The current planning application for change of use by SG Smith & Co who has already removed the petrol pumps from their garage at the southern end of Calton Avenue is only the most recent change to this little patch of the Village.
In the 19th century, there was a little road just there: Elms Road, now Gilkes Place. The 1876 map of the Dulwich Estate shows a short road with medium sized houses with small gardens. Yet the 1891 Census returns for that area make fascinating reading. It was a real mix of occupants. And it is amusing to speculate how they came to live there, and how such a diverse mix of people ended up living in this short stretch of urban London.
One of the houses was rented by Charlotte Russell, aged 49 who gave her occupation as dressmaker. She was either not very successful, or had hit upon a good way to add to her income, as she had six boarders. There was a family of four called Neale, father aged 50 from Margate, presumably a widower, unemployed, and his three student sons aged 20, 18, and 16, all born in Liverpool. The fifth boarder was Percy Young, also from Liverpool, I would guess a nephew who might have been placed in Mr Neale's care to receive the good education of Dulwich. The sixth was a 45-year old single woman surnamed Insole from Sussex. Finally, to look after this large household was one girl servant, aged 16, who was born in Sussex.

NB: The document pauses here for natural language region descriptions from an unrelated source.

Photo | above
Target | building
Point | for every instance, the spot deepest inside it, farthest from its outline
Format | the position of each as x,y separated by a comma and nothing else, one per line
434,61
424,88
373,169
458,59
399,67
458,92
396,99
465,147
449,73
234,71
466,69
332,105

Next to Charlotte lived the Rev Charles Hartley, aged 58, clergyman, from Cornwall, married to Hannah from Peckham, and their two sons: Alfred aged 25 was a student, Arthur aged 21, described as a brewer, a strange occupation for a clergyman's son. They were served by 16 year old Martha Trigg from Herts, where both boys were born. So one can guess that the Rev. Hartley had a parish there at some time. He does seem to have come down in the world in this less than select part of Dulwich, a professional man would not usually live amongst clerks and dressmakers.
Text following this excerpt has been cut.